With the water levels in the Vaal River system only standing at an alarming 27% as of last night, Gauteng Department of Cooperative Governance and Traditional Affairs together with the Department of Water and Sanitation and Rand Water is establishing a Joint Operational Centre (JOC) in the province.
The purpose of the JOC is to plan around and improve the state of readiness for any form of contingency in the wake of the steady decrease of water levels in the province. It will also be responsible for issues such as the monitoring of water levels, monitoring of water restrictions and any form of disaster management associated with the water crisis currently experienced in the province.
The sweltering heat and the lack of sufficient rainfall across the province pose an imminent danger of even worse water scarcity and calls for drastic saving measures by each and every water user.
“If we are to secure enough water for each citizen amidst this very real water crisis, we need to pull together and do every bit we can to save and preserve our water resources in our province”, said MEC Paul Mashatile.
The MEC’s warning comes nearly two months after the Department of Water and Sanitation gazetted the implementation of water restrictions for the Integrated Vaal River System that largely affects water users in Gauteng. These restrictions included the 15% reduction of consumption by domestic users and 20% reduction for irrigation users.
The above restrictions were intended to reduce water use and manage demand across the Rand Water supply area.
The Vaal River System is currently at an average dam level of 27% capacity. This is the total average for the 14 dams that supply the system. The Vaal Dam in particular, is losing water levels at an increasing rate of 1 %, every week.

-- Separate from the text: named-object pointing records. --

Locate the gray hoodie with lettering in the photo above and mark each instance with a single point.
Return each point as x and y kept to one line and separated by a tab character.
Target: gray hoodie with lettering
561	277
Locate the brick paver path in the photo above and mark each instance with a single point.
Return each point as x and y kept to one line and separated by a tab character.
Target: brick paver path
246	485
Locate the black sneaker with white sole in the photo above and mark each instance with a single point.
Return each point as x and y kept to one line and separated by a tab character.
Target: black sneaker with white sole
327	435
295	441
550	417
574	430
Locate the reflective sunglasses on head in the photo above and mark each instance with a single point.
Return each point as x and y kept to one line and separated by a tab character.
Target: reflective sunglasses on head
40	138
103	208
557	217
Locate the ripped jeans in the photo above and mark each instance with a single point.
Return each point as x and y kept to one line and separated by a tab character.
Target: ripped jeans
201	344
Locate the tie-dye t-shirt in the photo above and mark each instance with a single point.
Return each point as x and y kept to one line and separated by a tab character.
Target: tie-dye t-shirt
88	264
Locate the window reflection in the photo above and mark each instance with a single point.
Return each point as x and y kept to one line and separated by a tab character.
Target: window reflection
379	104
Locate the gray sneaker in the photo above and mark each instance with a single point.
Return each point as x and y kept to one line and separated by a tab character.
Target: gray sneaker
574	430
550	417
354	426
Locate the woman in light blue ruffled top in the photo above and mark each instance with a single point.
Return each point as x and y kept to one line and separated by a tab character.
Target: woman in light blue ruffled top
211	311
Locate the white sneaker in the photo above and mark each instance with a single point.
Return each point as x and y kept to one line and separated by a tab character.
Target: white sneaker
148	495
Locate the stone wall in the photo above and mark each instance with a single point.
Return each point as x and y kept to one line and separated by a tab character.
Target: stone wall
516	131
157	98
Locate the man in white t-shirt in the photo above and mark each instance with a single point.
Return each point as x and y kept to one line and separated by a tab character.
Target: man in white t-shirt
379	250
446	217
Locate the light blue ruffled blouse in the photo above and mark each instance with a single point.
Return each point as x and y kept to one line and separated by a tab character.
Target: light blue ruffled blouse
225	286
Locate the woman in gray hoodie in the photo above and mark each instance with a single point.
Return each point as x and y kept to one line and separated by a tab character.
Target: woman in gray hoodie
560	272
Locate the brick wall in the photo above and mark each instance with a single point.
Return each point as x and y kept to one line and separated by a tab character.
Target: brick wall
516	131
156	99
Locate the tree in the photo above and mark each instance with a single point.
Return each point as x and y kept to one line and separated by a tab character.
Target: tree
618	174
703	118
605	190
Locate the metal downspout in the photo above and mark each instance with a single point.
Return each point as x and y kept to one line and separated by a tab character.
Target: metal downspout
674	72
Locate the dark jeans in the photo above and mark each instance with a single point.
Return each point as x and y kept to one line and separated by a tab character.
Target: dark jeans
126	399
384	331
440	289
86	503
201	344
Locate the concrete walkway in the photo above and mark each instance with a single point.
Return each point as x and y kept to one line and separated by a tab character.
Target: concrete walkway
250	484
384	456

In reality, a combination of weather patterns, insufficient rainfall and not nearly enough responsible water usage by water users across the province, are all indications that we may reach a level of 25% in the next two weeks, should we fail to see a reduction in water use and consumption. This will trigger the next level of interventions that may mean that we will have to increase the percentage of water restrictions across the board.
The municipalities have been in the forefront of this campaign and coupled with the early detection repairs of broken pipes and leaking taps that account for massive loss of water, the ability of our communities to effect requisite measures will ensure that the intended restrictions are kept to the minimum.
Simple steps by water users can make significant strides in saving and preserving water supplies. Harvesting of rainwater, taking of shorter showers instead of baths, fixing of leaking taps, reducing the frequency of car washes and avoiding garden irrigation are only but a few examples of responsible water usage that will ultimately determine the future of water availability in the province.
“Gauteng may very well be declared a water disaster area if no drastic measures are put into effect as a matter of urgency. To avoid this dire situation, water users are urged to be responsible and this include changing their attitudes and behaviour and reporting non-compliant users whilst municipalities need to be more responsive in repairing and maintain the water infrastructure”, MEC Mashatile concluded.